The temptation of the doing the physical work is often hard to resist. When you drive around your place the endless jobs catch your eye. It’s rewarding to toil away at a project and see the results of your efforts in a new section of fence, a well-built corral or that new culvert installed. Plus, we know how to do it. It falls within our wheelhouse. It is something we have done before and know the results will benefit the operation for years to come.  

But what about all the other things businesses need to have done? Speaking of WOTB work, how’s the economic plan for the coming year? What about the cash flow plan, the grazing plan, the drought plan? On the people side, do we have clear positions with written position agreements targets and regular meetings with our team? Does our business have a clear mission and vision with our progress towards this checked regularly? If you’re like most, there is work that needs to be done on this list. Often these WOTB things aren’t in our wheelhouse. No one ever showed us how to do work on the business. In fact, we may not even know what a good result looks like. We know what a well-built corral looks like, but what about a well-built economic plan?

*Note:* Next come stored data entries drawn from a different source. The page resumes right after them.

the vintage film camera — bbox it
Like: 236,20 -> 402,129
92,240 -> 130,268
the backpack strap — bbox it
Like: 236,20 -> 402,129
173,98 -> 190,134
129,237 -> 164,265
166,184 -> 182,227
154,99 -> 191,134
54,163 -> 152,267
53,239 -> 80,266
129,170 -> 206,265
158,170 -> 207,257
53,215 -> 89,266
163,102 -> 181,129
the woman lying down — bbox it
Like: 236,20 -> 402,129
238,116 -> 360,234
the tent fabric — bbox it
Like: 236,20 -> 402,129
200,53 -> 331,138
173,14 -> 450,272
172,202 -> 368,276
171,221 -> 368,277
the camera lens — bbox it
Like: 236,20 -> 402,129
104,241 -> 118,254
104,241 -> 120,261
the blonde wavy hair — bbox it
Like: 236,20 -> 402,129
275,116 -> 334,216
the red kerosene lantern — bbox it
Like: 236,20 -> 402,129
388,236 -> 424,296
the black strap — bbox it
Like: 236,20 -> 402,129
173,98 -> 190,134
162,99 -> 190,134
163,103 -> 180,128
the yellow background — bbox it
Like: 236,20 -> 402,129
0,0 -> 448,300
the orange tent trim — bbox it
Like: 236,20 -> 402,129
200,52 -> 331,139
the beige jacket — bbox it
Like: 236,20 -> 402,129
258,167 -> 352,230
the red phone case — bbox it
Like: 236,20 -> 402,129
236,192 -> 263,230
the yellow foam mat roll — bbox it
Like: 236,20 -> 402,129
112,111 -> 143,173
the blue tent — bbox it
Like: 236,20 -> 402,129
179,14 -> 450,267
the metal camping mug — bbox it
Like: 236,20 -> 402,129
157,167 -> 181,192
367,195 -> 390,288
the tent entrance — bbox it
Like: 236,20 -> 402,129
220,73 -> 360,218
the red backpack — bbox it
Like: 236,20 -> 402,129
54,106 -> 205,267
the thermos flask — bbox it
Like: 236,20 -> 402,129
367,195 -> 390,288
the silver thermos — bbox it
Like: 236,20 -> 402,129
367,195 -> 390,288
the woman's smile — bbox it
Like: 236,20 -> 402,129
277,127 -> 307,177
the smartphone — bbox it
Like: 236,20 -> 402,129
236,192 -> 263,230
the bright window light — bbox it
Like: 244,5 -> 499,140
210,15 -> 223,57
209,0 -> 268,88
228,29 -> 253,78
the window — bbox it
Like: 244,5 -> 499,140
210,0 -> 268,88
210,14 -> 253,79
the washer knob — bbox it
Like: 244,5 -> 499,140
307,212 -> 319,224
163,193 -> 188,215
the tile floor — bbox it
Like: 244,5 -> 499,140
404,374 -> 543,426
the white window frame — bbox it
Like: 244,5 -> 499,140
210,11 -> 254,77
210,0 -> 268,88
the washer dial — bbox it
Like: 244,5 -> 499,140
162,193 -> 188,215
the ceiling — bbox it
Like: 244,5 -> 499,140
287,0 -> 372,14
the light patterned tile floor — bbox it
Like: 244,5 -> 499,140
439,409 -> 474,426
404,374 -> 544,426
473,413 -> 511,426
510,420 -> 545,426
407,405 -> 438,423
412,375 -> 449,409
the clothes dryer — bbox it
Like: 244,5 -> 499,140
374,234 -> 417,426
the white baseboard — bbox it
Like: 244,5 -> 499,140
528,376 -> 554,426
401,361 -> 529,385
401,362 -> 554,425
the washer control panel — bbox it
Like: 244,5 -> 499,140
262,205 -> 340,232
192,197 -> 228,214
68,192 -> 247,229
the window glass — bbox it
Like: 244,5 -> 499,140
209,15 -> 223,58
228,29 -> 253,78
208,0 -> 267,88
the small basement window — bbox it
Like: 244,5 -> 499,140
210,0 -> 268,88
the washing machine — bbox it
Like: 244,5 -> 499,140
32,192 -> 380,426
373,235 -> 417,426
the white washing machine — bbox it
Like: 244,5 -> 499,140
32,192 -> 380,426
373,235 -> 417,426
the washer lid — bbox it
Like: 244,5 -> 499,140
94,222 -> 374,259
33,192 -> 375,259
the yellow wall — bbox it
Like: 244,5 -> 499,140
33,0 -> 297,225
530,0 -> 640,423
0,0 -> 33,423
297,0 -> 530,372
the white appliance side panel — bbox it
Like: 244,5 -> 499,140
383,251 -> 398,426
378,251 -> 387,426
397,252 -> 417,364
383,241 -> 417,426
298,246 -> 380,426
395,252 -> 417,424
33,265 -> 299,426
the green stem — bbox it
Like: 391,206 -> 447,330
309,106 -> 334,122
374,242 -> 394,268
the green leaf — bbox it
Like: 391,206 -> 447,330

If the bookie showed up and broke both your legs, you’d have the time to do these things. Working on the business tasks really aren’t that complicated. It’s just a matter of following the steps to build them. Just like building a new section of fence there are some important pieces to get right. The way we lay out the divisions and enterprises in your business are like the solid corners on that fence line. We need to get those right before we start stringing wire.  

Maybe there is another way besides breaking your legs. What if you develop the self-discipline to make these things a priority and learn how to do them so you can take your business where you want it to be.  This is what we do at the Ranching for Profit School. We’ve been doing it for over 35 years with thousands of ranchers. This winter it’s time you attend Ranching for Profit to sharpen your skills on the WOTB work, these are the high value jobs in your business. We hope to see you in the classroom as the bookie might not know how to find you in the sticks.

3 Responses to “Break Your Legs”

September 28, 2022 at 6:37 am, Dusty said:

Timely article. I was just thinking yesterday that I needed to spend more time planning and less time wearing myself out. It occurred to me that I was constantly waiting for weather to keep me indoors but it was best to get things done outside while the weather was good. The problem with that is every day I adapt to the weather. So then I started thinking yesterday that I really need to budget my time for planning the day, week, month, year and budgeting my time for physical tasks that I enjoy. I mean, I budget my money — time is money — budget time like money.



September 28, 2022 at 7:18 am, Chad Kremer said:

Great example Dallas…and reminder!!


September 28, 2022 at 10:02 am, Derek Schwanebeck said:

One of the most positive things I get out of Executive Link was comparing my gross margins and Key performance indicators to the year before, and hanging out with folks that told me how proud they were of my improvement. Often times that “office work” is worth thousands of dollars per hour.